Tuesday, September 17, 2013

Morsi's fall, engineered by Saudis, now Israel's fault?

One of the reasons blogging the Middle East is hard today:

Last Tuesday, Recep Tayyip Erdoğan, Turkey's prime minister,
accused Israel of being behind the ouster of Egypt's Islamist President Mohammed Morsi. . . .
This is curious and confusing, because
 Saudi Arabia's backing for the recent Egyptian coup, which its head of intelligence, Prince Bandar bin Sultan, had worked so tirelessly to achieve, was instantaneous. When Adli Mansour, the former head of Egypt's supreme court, was sworn in as interim president, King Abdullah sent him a message praising the Egyptian army for having saved the country from a dark tunnel.
The Saudi monarch followed this up last Friday with a speech whose bluntness was atypical of the man. "Let the entire world know," he proclaimed "that the people and government of the Kingdom of Saudi Arabia stood and still stand today with our brothers in Egypt against terrorism, extremism and sedition, and against whomever is trying to interfere in Egypt's internal affairs."  The Guardian.
And the Saudis are giving the Egyptian military dictators billions of dollars to support the coup.

Why would Prime Minister Erdoğan say such a thing?

The answer may lie in Syria: Turkey has a burning desire to see President Bashar al-Assad gone, and Erdoğan's disappointment with both the Obama's and Putin's apparent joint decision not to bomb Syria over "chemical" weapons is widely known.

A UN brokered settlement of the weapons issue backed by the U.S. and Russia might lead to a brokered resolution of the ciil war, which might not turn out to be in Turkey's interest.

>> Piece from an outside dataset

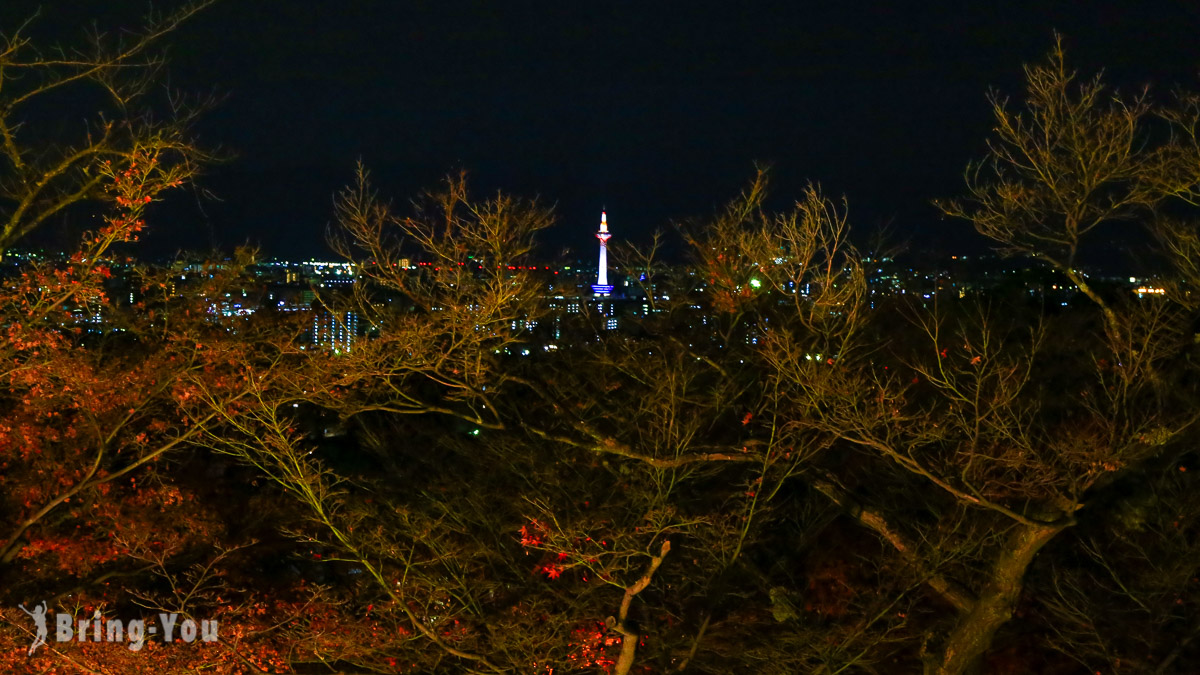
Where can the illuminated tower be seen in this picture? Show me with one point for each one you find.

Supporting the Saudi now might be in Erdoğan's interest.  The Saudi are prime contributors to the Salafi rebels in Syria. MUSLIM WORLD - FRANCE 24,  How Saudi petrodollars fuel rise of Salafism .

  See, e.g. Reuters' Saudi edges Qatar to control Syrian rebel support. And see The Guardian,  Syria's rebels fear foreign jihadis in their midst; The Economist, Jihadis in Syria A Salafi shindig.